Critics Page
Beauty is Difficult

The story about how I became deaf is a story I tell often, because people always want to know what happened. It started when I was a year old, when I lost my hearing in one ear from a fever. Then when I was ten years old, in 1967, I was playing “King of the Hill” with some friends. I fell maybe fifteen feet, rolling over the ground, and when I reached the bottom of the hill things seemed strange: the commotion around me was silent. As I staggered around, the faces of my friends were anxious, and their mouths moved, but nothing came out. A policeman came and drove me to the hospital, where doctors diagnosed the problem: a twig lying on the ground had poked its way into my ear, destroying the eardrum and the middle ear. In the months afterwards, the doctors who examined me all reported the same thing: “Sorry, Joe. Your hearing is completely gone.” As a deaf friend later said to me, what I lost in my hearing I gained in my deafness.
One of those things I gained was a different way of communicating with the world. I tried lipreading; I was pretty bad at it. I learned sign language, but not many people sign. After a while, I settled on asking people to write down for me what they were saying. It was simple, practical, and accessible—I just had to make sure I had a pencil and paper with me. For years I discarded the papers, but once, after dinner with a friend in my studio in Jersey City, I was suddenly aware of the plethora of conversations around us: they were in the kitchen, on the dining table, on the couch, on the floor.
The next day I stacked them up and put them aside. And for a month or so I saved my conversation notes, and one day laid them all out on the floor of my studio—hundreds of scraps of conversations. At first it wasn’t clear how unusual, special, or even remarkable these little notes were. Over time I realized that people did not so much write on paper, as talk on paper. The defining element was discontinuity. The content was largely unexceptional: they were just ordinary conversations. There were conversations about food, art, sex, conversations with friends and strangers, conversations with bakery clerks and police officers, conversations on buses and airplanes, conversations that took place when sitting and walking—encompassing all the usual topics people might talk about on any given day—except they were all written down. Instead of just drifting off into the air. Beethoven’s conversations were a lot like this, too. In his surviving “conversation books” there’s a curious history of his everyday life—in one conversation with a friend he talks about perspiration, enemas, bellyaches, wine, and bedbugs.

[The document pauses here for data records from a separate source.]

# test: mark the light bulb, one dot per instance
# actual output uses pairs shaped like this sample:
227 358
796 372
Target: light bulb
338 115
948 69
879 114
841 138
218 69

Over the years, I saved conversation notes, albeit in a haphazard way. Some were organized based on the people who wrote them. Some were organized by trips I took—a confluence of people, places, and time. Some were organized more formally, based on the color of the paper, or the direction of the writing, or the content, or whether there were drawings as part of the content. In my thirties, when I was living in New York, the archive grew fast—from a thousand papers to ten thousand to a hundred thousand. Somewhere around 120,000 papers I got married to someone who spoke sign language, so the archive grew much more slowly after that. It now consists of around 200,000 papers.
Over the years, this archive of conversation papers became many things for me. Most essentially they were the raw material from which I made my art—wall pieces and table-top tableaux that explored ways we might see sound in the absence of sound. But they also worked as formal abstract grids of colored papers, inflected with a materialized form of speech. And finally, they were speech itself: an archive of everyday life inscribed on paper. The late John Bayley, a mentor of mine during my Oxford days, once told me about Paul Klee’s painting Ein Fetzen Gemeinschaft, describing it as “a scrap of commonness.”1 It’s a good way to think about almost any archive: as scraps entrusted to the safety of someone’s care.

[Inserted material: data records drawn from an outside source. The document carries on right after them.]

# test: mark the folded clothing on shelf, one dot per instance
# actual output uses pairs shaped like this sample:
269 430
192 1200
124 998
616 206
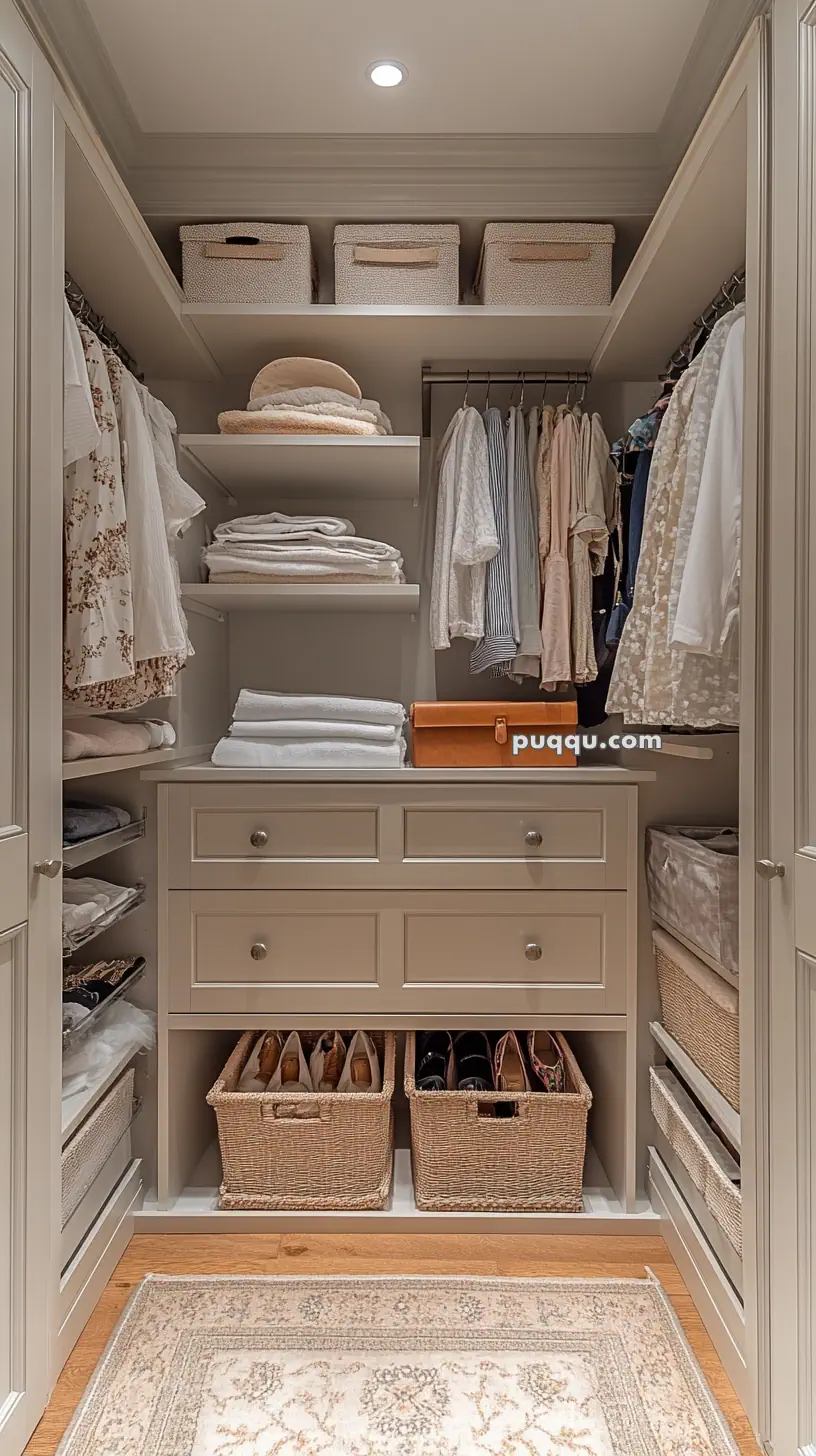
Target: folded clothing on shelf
83 820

While being deaf has been disabling, and a source of endless challenges, it has also been enabling as well. The enabling part is complicated to explain, it doesn’t come easily. It’s not about “overcoming” difference; it’s about intercoming, of working with a given situation, and reshaping and realigning yourself as you go. Once, when I was having tea with a friend, she told me a story about a friend’s blind baby who could imitate—-perfectly—the sound of a refrigerator—and the sound of the car coming up the driveway over the gravel. After a long pause in which we both considered the situation, she turned to me and said, “Beauty is difficult. Never Forget that.”